Writer-director Ryan Coogler creates a technically immaculate world in Wakanda, a highly-advanced society that feels removed from the rest of the world but also possesses its own breath and heartbeat in the same sentence. The costumes and makeup mimic the feel and tribalism of the ancient Congo tribes, while the production design evokes an Afro-futuristic setting that feels like its evolved years beyond any Western civilization. But the most profound thing about Black Panther is its themes of institutional racism and prejudice. In making its point humbly, it allows the message to be seen at its most transparently, while simultaneously not distracting from all of the superhero spectacle going on.
Black Panther is a surprising masterpiece. It’s a stylish action movie, an important social commentary, and a theatrical character drama that hits all of the right notes that it needs to all at once. It seems destined to become the most significant superhero movie from a long line of predecessors – and rightfully so. Four stars.
And lastly, this year’s special prize. Every year, I recognize one limited release film that did not get as much attention as many wide releases did, yet achieved more thematically despite their smaller viewership. This year, I felt the special prize deserved to go to a movie that people needed to see most. A movie that would change their outlook on life. A movie that would make you put a smile on your face, stick out your hand, and ask someone close to you…
In a year full of spite, division, hatred, animosity, and cruelty, we desperately needed to be reminded that there is still good in humanity that just wants the best for the next generation. Enter Mister Rogers’ Won’t You Be My Neighbor?, a fun, sweet, and heartwarming movie that welcomes its viewers with open arms and a big hug.
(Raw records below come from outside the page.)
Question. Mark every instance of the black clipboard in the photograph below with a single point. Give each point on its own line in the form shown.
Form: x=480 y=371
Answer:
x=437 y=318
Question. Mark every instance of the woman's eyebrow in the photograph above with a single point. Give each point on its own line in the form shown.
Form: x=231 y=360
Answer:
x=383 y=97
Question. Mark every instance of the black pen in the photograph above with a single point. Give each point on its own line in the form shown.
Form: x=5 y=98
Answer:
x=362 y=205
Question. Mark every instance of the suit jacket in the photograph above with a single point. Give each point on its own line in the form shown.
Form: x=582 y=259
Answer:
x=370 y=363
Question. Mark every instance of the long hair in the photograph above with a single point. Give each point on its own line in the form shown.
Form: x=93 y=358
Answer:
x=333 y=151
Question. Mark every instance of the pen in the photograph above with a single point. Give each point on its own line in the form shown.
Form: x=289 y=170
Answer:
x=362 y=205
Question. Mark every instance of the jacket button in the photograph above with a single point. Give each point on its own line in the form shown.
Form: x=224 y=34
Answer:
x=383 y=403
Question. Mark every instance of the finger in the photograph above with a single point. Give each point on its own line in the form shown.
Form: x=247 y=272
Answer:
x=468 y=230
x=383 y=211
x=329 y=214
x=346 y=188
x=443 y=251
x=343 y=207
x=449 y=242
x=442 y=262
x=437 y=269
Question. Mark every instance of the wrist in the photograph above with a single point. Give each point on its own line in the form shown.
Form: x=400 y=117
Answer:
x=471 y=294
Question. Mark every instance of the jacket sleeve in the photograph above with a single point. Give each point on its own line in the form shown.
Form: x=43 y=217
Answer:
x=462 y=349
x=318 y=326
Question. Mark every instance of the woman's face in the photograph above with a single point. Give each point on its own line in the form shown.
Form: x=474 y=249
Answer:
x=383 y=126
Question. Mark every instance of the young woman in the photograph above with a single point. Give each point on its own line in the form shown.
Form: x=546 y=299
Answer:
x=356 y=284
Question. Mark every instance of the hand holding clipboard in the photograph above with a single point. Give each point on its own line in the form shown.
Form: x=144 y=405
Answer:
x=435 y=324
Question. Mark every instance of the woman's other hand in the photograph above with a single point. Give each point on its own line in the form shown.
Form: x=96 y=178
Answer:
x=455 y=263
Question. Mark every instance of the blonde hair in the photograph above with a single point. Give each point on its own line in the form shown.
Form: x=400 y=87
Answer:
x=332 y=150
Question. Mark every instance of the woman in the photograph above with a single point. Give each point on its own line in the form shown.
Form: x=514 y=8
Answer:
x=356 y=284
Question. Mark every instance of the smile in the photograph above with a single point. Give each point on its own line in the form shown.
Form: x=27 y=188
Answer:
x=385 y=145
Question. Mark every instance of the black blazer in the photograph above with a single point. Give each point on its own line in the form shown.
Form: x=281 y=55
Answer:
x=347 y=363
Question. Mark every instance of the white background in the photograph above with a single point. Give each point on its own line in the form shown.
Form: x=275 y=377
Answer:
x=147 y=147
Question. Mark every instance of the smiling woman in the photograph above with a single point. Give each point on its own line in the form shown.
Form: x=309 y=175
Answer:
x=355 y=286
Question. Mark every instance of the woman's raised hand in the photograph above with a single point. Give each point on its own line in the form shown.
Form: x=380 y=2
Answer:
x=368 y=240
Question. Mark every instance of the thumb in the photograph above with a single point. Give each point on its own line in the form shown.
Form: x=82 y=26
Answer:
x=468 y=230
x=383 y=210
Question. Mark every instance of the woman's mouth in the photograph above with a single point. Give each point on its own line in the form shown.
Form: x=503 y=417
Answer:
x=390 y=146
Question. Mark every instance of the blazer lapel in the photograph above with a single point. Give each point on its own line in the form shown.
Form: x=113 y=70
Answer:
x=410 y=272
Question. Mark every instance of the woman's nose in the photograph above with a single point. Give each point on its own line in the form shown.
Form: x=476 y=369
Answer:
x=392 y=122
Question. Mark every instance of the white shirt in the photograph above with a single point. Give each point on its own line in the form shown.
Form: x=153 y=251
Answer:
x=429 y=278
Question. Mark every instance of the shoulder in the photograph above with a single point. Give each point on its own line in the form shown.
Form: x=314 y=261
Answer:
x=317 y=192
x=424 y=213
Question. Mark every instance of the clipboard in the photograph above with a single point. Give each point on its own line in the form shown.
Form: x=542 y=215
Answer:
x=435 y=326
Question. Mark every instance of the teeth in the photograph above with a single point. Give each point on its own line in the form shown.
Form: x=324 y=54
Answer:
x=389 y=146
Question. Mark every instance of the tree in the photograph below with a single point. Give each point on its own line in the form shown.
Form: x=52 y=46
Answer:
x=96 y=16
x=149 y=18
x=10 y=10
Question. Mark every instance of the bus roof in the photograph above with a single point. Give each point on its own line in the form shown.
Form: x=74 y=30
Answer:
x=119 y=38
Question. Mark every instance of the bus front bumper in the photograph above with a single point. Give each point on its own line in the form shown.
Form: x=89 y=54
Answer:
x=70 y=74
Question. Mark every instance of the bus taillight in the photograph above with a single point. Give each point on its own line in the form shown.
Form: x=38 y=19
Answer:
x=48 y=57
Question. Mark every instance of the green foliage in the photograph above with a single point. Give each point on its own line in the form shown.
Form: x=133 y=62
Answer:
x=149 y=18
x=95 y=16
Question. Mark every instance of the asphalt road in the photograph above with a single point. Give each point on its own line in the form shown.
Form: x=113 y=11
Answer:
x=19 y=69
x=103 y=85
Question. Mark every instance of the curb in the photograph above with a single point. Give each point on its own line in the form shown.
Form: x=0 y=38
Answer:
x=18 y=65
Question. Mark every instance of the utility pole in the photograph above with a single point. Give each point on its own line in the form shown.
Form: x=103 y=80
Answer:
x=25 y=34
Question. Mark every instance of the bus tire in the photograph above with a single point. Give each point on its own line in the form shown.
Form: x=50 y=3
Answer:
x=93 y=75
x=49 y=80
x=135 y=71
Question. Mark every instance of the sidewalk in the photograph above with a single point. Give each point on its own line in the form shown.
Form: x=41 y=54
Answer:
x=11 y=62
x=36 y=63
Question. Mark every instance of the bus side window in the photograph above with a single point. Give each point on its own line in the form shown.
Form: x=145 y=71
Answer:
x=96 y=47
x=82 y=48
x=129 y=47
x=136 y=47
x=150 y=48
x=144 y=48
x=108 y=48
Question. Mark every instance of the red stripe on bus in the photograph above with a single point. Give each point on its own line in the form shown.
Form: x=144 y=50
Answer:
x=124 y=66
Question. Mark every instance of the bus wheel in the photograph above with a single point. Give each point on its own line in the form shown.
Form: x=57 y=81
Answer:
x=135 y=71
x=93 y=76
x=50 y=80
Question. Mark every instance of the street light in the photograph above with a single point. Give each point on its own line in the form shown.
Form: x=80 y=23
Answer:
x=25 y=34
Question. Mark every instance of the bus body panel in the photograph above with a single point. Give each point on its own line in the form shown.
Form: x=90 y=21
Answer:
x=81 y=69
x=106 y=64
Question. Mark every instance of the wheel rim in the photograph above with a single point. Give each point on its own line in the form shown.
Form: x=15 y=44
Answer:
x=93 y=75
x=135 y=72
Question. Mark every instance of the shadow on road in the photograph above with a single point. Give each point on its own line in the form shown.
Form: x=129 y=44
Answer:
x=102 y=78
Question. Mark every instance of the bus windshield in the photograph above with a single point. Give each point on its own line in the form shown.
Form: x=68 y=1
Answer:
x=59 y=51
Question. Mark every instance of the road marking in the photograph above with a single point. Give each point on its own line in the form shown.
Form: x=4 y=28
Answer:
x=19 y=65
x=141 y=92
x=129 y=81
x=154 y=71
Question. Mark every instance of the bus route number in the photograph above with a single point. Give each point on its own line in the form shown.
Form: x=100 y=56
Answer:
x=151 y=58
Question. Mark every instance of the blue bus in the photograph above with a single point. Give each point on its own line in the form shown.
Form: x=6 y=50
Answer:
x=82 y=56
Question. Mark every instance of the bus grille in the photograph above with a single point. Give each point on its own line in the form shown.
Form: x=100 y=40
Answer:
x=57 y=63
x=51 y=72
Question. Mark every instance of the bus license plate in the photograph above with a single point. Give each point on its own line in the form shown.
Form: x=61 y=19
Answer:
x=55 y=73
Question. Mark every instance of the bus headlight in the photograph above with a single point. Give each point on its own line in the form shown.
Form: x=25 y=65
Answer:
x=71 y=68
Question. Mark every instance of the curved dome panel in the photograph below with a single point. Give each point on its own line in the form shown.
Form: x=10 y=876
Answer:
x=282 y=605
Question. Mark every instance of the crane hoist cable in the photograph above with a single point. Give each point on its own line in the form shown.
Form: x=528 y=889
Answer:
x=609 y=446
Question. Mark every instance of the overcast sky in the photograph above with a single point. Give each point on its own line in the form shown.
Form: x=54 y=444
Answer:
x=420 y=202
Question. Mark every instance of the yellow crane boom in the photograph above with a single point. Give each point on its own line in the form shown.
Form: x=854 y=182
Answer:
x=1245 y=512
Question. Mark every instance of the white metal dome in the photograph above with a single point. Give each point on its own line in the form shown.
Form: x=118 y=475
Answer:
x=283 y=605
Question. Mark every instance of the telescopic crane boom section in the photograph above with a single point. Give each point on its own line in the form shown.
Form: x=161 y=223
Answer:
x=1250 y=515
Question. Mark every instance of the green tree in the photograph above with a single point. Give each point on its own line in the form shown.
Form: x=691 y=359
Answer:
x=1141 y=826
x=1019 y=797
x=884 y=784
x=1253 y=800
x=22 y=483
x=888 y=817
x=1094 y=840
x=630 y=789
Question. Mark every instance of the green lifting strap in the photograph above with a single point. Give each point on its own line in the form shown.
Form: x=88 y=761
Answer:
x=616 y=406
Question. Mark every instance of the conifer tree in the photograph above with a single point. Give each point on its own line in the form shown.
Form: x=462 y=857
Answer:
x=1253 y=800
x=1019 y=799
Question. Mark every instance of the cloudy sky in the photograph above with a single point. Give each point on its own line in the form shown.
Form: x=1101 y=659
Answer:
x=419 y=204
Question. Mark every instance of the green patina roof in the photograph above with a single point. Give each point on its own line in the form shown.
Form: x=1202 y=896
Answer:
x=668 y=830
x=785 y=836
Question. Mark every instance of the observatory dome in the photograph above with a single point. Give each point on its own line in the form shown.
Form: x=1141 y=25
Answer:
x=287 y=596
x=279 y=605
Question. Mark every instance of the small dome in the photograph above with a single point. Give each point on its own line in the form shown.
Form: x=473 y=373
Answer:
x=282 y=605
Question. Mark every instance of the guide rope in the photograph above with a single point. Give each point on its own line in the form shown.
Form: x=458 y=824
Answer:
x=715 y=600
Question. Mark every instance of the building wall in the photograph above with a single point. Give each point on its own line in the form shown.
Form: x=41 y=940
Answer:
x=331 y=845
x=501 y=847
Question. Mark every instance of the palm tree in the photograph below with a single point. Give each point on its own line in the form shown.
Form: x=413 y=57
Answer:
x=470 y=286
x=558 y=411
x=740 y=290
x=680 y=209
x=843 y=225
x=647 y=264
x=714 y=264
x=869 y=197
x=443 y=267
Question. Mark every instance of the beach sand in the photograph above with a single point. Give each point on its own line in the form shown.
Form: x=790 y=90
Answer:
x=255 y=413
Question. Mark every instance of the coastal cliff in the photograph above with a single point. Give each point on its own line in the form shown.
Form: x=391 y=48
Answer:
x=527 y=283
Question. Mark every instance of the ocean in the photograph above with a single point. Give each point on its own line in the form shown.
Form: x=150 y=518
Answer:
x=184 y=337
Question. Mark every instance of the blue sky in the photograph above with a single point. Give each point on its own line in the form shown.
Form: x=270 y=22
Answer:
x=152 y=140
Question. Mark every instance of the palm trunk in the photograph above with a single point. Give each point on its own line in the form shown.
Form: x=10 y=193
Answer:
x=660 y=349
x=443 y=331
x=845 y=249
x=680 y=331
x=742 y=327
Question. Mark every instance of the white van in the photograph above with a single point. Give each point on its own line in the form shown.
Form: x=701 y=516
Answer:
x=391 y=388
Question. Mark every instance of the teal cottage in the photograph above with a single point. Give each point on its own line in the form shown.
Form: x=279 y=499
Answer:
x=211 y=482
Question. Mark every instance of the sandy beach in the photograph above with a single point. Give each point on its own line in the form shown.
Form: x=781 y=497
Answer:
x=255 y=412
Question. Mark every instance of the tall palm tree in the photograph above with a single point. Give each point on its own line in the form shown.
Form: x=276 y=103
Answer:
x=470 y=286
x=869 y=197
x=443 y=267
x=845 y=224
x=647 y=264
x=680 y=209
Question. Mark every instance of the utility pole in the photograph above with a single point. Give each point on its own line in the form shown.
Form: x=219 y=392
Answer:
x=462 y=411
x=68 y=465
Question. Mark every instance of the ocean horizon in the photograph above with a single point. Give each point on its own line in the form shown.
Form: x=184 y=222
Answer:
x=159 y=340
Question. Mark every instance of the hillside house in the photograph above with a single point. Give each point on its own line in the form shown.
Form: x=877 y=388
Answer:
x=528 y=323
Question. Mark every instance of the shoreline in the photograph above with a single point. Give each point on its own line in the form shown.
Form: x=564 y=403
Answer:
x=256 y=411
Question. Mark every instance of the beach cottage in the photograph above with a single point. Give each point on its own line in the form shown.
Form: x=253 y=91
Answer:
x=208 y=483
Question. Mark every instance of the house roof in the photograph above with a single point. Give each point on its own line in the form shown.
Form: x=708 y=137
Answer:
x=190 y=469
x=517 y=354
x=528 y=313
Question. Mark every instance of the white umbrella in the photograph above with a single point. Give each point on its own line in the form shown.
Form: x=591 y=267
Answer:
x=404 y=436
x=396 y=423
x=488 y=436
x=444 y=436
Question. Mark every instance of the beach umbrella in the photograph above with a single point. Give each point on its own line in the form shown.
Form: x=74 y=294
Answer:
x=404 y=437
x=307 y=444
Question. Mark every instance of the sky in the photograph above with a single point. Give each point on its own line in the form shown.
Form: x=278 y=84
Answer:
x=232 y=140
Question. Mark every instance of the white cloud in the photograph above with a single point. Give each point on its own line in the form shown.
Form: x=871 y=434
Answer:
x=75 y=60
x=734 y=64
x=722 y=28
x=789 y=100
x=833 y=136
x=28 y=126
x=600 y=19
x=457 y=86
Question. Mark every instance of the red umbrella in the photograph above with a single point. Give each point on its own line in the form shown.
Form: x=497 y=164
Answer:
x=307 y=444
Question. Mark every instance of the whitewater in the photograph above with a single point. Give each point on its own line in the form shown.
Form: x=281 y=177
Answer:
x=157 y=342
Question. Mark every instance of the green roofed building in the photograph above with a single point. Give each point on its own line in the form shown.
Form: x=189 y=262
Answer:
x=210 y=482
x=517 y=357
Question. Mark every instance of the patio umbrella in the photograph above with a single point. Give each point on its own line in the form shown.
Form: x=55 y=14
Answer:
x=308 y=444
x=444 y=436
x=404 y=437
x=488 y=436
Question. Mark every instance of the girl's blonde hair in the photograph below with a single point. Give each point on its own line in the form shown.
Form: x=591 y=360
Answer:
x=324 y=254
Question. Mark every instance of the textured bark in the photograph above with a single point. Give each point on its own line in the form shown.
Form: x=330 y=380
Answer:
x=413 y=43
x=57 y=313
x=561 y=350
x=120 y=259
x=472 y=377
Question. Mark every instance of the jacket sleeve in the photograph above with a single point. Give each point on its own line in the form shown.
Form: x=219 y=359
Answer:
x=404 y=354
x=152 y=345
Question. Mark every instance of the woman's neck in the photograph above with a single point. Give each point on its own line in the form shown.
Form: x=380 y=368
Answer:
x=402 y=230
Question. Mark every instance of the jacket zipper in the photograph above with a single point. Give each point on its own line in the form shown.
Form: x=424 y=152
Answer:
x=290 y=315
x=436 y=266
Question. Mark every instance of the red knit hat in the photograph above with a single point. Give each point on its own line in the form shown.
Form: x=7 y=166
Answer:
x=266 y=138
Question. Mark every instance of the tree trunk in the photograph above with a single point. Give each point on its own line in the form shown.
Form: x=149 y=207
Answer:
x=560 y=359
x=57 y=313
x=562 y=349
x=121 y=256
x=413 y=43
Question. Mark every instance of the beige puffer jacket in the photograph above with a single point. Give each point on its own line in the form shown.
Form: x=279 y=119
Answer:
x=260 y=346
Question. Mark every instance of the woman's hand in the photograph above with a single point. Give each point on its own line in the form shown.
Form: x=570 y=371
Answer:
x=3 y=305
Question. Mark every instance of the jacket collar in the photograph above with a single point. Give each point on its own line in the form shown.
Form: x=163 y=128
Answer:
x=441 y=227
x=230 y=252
Fred Rogers’ life story is represented faithfully here, as is his love for children, their parents, America, the world, people, and the body of Christ. The psychology and motivations for Mister Rogers is explored into incredible detail here, and you understand why Mister Rogers wanted so badly to reach as many families as possible through his iconic television show “Mister Rogers’ Neighborhood.” In an age where everyone has every reason to hate one another, Mister Rogers offers an alternative – tolerance and love. It’s a message we need to hear and understand more often, and I’m glad Mister Rogers was here to teach it to us. Four stars.
And that concludes this year’s Top 10 list for me, folks. I hope you had a great New Year, and 2019 brings you even more blessings that 2018 did.